Few ways to avoid extravagant golden handshakes, say lawyers
REWARDING the sacked bosses of collapsed banks with multi-million euro pay-offs may seem abhorrent to the general public, but legal experts say there are precious few ways to avoid making contracted severance payments.
You might think that if a bank is dependent on billions of euro of state aid to keep afloat, then it could reasonably claim an inability to pay millions to a departing executive.
Not so, says Paul Glenfield, who heads up the employment team at lawyers Matheson Ormsby Prentice.
"Loss-making companies often make payouts," he says. "It's not a way out."
You might also think that if an executive presided over the demise of his bank, then that would rule out any golden handshake when he's forced to walk away.
But as Tony Layng of solicitors Kilroys points out, the legal test is much more specific. Severance packages can't be denied because executives were simply "bad" at their jobs.
Under the law, executives have to be found guilty of gross misconduct, ordinary misconduct (after warnings), substantial incompetence or "other fair and substantial reasons where dismissal is justified", in order to lose their packages.
When it comes to the most senior executives, companies typically take legal advice and try to make a "compromise agreement".
"In the case of the chief executive of a bank, legal advice may be that the financial problems were systemic, not due to any individual culpability," Mr Layng says.

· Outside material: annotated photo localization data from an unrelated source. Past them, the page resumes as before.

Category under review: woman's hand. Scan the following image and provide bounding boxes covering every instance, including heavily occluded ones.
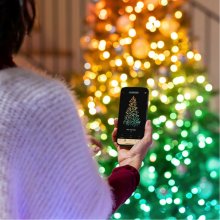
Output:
[87,135,103,156]
[112,119,153,170]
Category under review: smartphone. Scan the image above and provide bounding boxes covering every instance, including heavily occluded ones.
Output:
[116,87,149,147]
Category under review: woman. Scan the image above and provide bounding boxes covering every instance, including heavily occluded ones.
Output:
[0,0,152,219]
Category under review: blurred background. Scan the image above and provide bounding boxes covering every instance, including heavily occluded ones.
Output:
[17,0,219,111]
[15,0,219,219]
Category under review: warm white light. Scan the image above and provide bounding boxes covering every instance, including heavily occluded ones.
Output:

The issue likely to prove most contentious in the short term is whether bankers forced out by the Financial Regulator for failing to meet new 'fitness and probity standards' can still claim severance packages.
The sensible assumption would be that if the regulator forces you out, then you don't get a payout. The legal situation is a lot more complicated though, because the regulator's relatively recent powers weren't anticipated when bankers' contracts were drawn up.
This means that while bank bosses of the future may be governed by contracts that include no payouts if they fail regulatory tests, today's executives may well not be.
"Removal of existing senior executives following "fitness and probity" reviews could well trigger payouts by banks in apprehension of wrongful or unfair dismissal claims," says Mr Layng.
"Each case would be specific to the particular facts and to the precise terms of the written contract of employment."
Mr Glenfield agrees that the situation is far from "clear cut".
"A bank would have to proceed very carefully in that situation [if someone was forced out by the regulator]," he says.
"It may be that because of a regulatory situation, a bank couldn't continue to employ someone, but that's not the same thing as finding someone has committed gross misconduct."
Mr Glenfield also points out that while the latest banking act contains measures to deal with bank bonuses, it contains nothing at all about limiting severance packages, perhaps recognising the legal difficulty of such a measure.